Macros are code blocks that will often be reused in multiple contexts. When we utilize a macro in our project, we need to be confident the macro works. Otherwise, we may introduce bugs. The whole point of macros is to make development easier and conform to standards. Without validating our code, we introduce more complexity and degrade the confidence our co-workers and consumers have in us.

Sure, we could use dbt run-operation a bunch of times with a bunch of inputs. That is one way to test a macro. Not only is that method tedious, but it is also prone to mistakes and requires duplication of effort if we ever modify the macro. Instead, we should have an automated test suite. something we can run before releases to ensure our logic is valid.

To learn more about testing data pipelines, see this excellent article from Sam Zamany

What To Test

Testing is a bit of an art form. We can go overboard and write tons of tests that provide diminishing returns. Going that route wastes time and often creates a false sense of security. We need to test the core functionality, any paths through the code, and any boundaries. Simple, right? I get it, you’re like, “What the hell does that even mean?” Let’s start from the beginning by looking at the spec for the macro.

get_model_start_date: Used to find the start date to use for loading data into a model. Supports models that load daily, weekly and monthly and should be used with get_model_end_date to get the full date range to load data from. Custom tests can use this macro to only test data that was loaded in the current job.

Arguments:

run_at_date: Python date object representing the day our DAG is running for. This can be the current date or a date in the past.

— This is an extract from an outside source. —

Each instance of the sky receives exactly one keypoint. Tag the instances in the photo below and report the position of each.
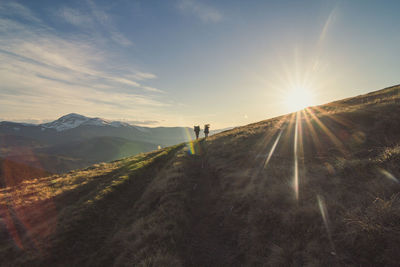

date_logic: String representing the load strategy for the model. (run_at_day, run_at_week, run_at_month). These determine if we should return the run_at_day, beginning of the week, or beginning of the month.

Returns: String representing a single SQL date.

From the spec, we see the core functionality is to provide the start date used to load data into a model. Our tests should compare the date returned by the macro to an expected date. There are three paths through the code determined by date logic. We can get a start date using run_at_day, run_at_week, and run_at_month. What about the boundaries?

Boundaries represent the beginning and end of possible ranges. For instance, a macro that takes an integer between 0 and 100 would have 0 and 100 as boundaries. Let’s look at the boundaries for our macro.

  • run_at_date: There is only one option here. So the boundary is the date provided as an argument to the macro.
  • run_at_week: The first of the week and the end of the week represent the boundaries.
  • run_at_month: The first of the month and the end of the month represent the boundaries.

It is generally a good idea to test something in the middle of a boundary, just in case we have hard-coded logic for the boundaries that create more paths through the code. That leaves us with testing the beginning, middle, and end. A test spec might look like this.

A table showing all the paths through our macro.

We have seven test cases representing the beginning, middle, and end dates for each path through our code. We probably could improve this a bit by using different months and years, but this looks good enough. Let’s write some validation tests.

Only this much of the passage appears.